Mainz. Vermögen ist in Deutschland extrem ungleich verteilt – mit weitreichenden Folgen für das Vertrauen in Demokratie und Gesellschaft. Diese These diskutiert Richard David Precht in seiner neuen Sendung mit der Politologin Martyna Linartas. Die Folge „Soziale Ungleichheit – Sprengkraft für die Demokratie?“ ist ab Sonntag, 26. Oktober 2025, im ZDF-Stream und um 23:40 Uhr im TV zu sehen.

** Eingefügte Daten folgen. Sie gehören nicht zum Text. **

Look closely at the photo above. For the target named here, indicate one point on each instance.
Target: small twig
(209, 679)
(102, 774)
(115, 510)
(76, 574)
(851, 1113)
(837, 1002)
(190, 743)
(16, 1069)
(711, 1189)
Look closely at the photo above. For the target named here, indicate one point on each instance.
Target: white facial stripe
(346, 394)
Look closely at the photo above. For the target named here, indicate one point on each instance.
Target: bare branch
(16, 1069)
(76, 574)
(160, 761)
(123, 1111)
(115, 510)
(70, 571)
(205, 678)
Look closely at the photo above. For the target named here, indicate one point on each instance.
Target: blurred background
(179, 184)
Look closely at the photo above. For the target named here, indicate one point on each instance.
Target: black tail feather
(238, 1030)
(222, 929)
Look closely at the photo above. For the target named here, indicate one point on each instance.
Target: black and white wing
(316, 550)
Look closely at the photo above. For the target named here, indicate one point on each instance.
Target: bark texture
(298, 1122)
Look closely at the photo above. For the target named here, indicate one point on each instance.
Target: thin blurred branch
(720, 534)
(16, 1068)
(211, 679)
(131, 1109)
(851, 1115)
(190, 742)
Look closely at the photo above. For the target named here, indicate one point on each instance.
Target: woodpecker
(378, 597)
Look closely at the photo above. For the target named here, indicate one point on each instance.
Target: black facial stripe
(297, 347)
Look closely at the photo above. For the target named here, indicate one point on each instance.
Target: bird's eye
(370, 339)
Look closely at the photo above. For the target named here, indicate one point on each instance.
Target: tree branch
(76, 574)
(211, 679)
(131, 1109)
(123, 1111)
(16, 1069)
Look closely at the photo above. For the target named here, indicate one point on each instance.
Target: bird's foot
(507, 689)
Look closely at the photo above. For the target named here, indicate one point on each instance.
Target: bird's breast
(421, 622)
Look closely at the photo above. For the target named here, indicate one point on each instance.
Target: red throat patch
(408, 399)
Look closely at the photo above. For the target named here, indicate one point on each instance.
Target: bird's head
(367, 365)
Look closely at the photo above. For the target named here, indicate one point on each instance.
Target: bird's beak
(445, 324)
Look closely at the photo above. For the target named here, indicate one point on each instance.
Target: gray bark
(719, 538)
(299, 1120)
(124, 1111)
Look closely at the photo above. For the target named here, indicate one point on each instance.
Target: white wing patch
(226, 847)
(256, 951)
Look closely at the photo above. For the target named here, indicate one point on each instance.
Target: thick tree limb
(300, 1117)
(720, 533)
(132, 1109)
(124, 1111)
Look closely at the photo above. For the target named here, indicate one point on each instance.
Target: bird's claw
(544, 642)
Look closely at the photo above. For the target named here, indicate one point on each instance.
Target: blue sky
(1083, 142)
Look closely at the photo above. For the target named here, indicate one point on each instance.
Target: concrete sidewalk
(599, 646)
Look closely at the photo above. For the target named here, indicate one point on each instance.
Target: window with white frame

Im Gespräch argumentiert Linartas, Deutschland entwickle sich von einer Leistungsgesellschaft hin zu einer Erbengesellschaft. Mehr als die Hälfte des Vermögens entstehe inzwischen durch Erbschaften und Schenkungen – mit erheblichen Konsequenzen für Lebenschancen, Chancengleichheit und politischen Zusammenhalt.
Linartas: Vermögensverteilung untergräbt soziale Gerechtigkeit
Die Politologin warnt davor, dass sich Vermögen zunehmend verfestige und mit Macht verknüpfe. Während Sozialausgaben debattiert und gekürzt würden, blieben extrem hohe Vermögen weitgehend unangetastet. Das gefährde das Vertrauen in demokratische Strukturen. Deutschland liege laut Linartas beim Grad der Vermögensungleichheit auf einem Niveau mit Ländern wie Mexiko.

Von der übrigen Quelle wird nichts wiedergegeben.